Minister of Education, Youth and Sport
- In office 24 June 2020 – 1 July 2023
- Prime Minister: Taur Matan Ruak
- Preceded by: Dulce de Jesus Soares
- Succeeded by: Dulce de Jesus Soares

Minister of Education, Culture and Youth / Education, Culture, Youth and Sports / Education and Culture
- In office 30 September 2001 – 14 July 2006
- Prime Minister: Mari Alkatiri; (from 20 May 2002);
- Governor: Sérgio Vieira de Mello; (UN administrator);
- Preceded by: Dulce de Jesus Soares
- Succeeded by: Rosária Corte-Real

Personal details
- Party: Fretilin
- Alma mater: Massey University; Australian National University;

= Armindo Maia =

East Timorese politician and academic

Armindo Maia is an East Timorese politician and academic, and a member of the Fretilin political party.
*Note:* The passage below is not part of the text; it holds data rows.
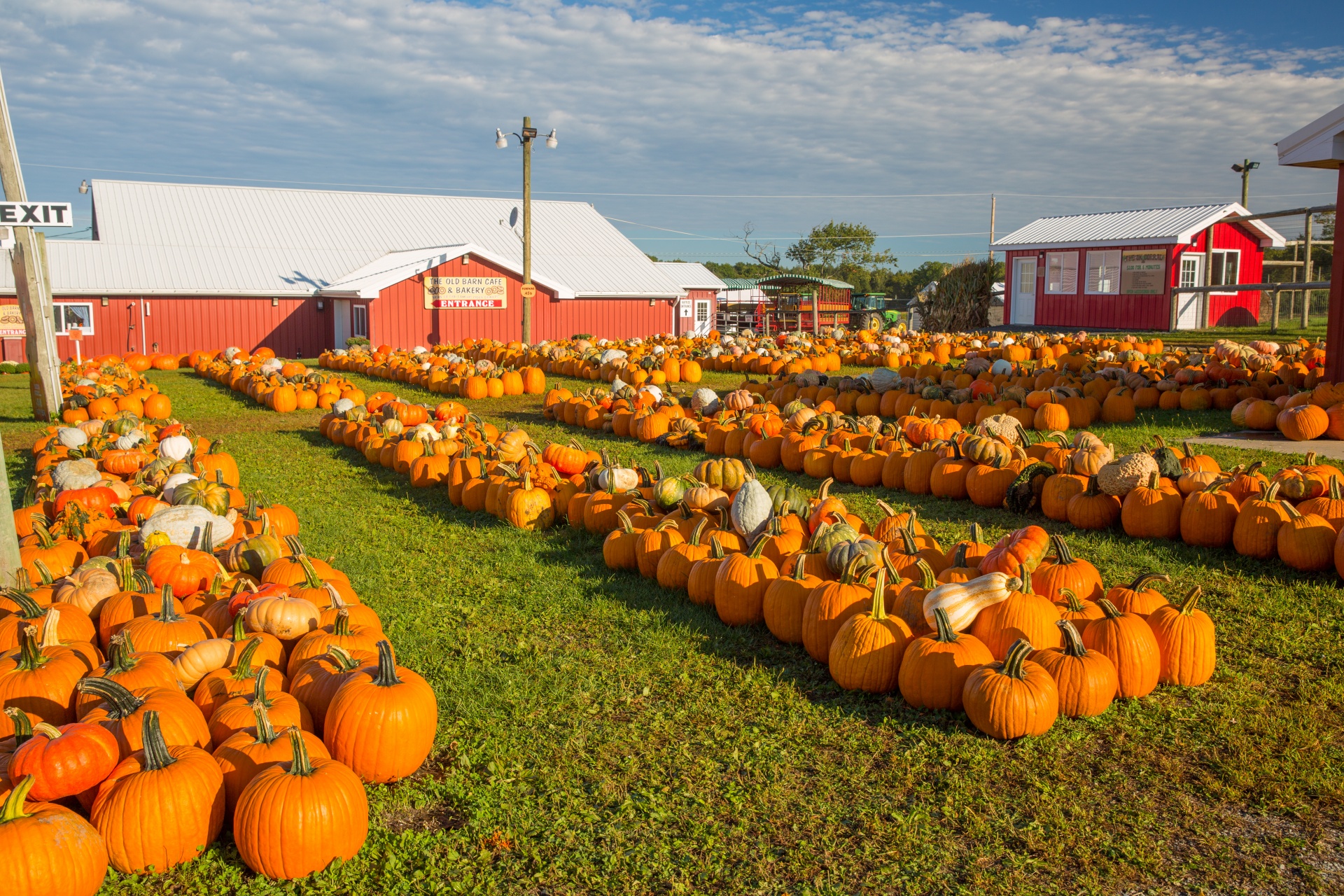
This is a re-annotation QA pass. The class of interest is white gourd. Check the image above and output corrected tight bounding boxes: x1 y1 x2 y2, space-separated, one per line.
159 435 195 461
923 573 1021 631
729 477 773 544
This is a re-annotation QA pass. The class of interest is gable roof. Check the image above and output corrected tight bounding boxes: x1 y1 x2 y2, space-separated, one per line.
1274 106 1344 168
653 262 723 290
0 180 682 298
995 203 1284 248
317 243 574 298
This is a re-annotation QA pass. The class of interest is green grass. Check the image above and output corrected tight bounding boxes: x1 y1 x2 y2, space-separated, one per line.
0 372 1344 895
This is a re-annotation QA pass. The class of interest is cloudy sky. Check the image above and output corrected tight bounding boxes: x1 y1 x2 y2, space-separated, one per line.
0 0 1344 267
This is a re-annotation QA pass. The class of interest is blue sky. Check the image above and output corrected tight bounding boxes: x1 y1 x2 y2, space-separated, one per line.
0 0 1344 267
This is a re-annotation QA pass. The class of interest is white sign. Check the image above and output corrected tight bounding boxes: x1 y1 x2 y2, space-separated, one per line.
0 202 76 227
425 276 508 309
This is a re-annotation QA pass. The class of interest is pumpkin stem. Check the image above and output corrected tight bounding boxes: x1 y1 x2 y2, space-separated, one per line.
872 568 887 620
932 607 961 643
159 582 186 623
289 725 313 778
1129 573 1172 592
374 638 402 688
140 709 177 771
1055 620 1087 657
253 703 281 747
4 706 32 750
0 775 38 825
999 638 1032 681
1050 533 1074 566
76 678 145 719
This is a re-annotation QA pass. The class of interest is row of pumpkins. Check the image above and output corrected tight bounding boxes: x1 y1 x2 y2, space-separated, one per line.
309 392 1215 738
0 361 437 896
317 345 546 400
543 373 1344 576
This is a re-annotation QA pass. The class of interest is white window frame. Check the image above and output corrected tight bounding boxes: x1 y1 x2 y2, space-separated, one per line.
1210 248 1242 295
51 302 92 336
1084 248 1122 295
1044 251 1078 295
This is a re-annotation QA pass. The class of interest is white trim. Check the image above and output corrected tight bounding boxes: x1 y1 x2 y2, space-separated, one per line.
52 301 94 336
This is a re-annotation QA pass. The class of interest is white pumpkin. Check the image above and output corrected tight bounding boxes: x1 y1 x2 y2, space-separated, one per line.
729 477 771 544
159 435 195 461
57 426 89 447
51 458 102 491
140 504 234 548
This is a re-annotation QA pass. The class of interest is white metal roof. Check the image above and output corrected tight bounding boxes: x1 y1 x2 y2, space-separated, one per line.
653 262 724 291
0 180 682 298
317 243 574 298
1274 106 1344 168
995 203 1284 248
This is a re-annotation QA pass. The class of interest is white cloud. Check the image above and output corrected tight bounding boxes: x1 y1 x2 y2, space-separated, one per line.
0 0 1344 255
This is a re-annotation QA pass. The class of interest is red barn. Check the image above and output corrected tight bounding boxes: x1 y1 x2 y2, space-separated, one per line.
0 180 685 360
995 203 1284 330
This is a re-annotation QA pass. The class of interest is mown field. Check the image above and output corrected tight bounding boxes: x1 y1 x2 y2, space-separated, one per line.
0 372 1344 895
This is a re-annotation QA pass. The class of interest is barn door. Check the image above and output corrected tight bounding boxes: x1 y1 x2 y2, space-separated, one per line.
332 298 349 348
1012 258 1036 326
1176 255 1207 329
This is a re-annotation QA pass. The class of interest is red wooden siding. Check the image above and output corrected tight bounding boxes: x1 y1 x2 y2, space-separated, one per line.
4 295 332 360
1004 224 1265 330
368 257 676 348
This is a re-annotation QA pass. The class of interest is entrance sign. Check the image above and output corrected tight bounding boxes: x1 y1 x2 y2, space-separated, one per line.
1119 248 1167 295
425 276 508 309
0 202 76 227
0 305 28 339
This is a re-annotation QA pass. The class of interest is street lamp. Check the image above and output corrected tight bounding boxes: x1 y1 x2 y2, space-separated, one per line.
495 117 556 345
1233 158 1259 208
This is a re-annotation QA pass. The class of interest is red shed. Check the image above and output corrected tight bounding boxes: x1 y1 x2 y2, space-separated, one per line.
0 180 685 360
995 203 1284 330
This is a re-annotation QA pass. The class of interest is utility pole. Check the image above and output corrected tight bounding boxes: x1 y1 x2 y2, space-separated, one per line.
495 115 556 345
1302 212 1316 329
989 193 999 267
1233 158 1259 209
0 66 60 422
From June 2020 to July 2023, he was the Minister of Education, Youth and Sport, serving in the VIII Constitutional Government of East Timor led by Prime Minister Taur Matan Ruak.

Previously, between 2001 and 2006, he held the equivalent position in governments led by UN administrator Sérgio Vieira de Mello and Prime Minister Mari Alkatiri, respectively.

==Early life and career==
Maia has a master's degree in Philosophy from Massey University in Palmerston North, New Zealand. He was a pioneering staff member of the Universitas Timor Timur (UnTim), East Timor's first university, from when it was founded in 1986. By 1997, he was UnTim's Vice Rector for Academic Affairs.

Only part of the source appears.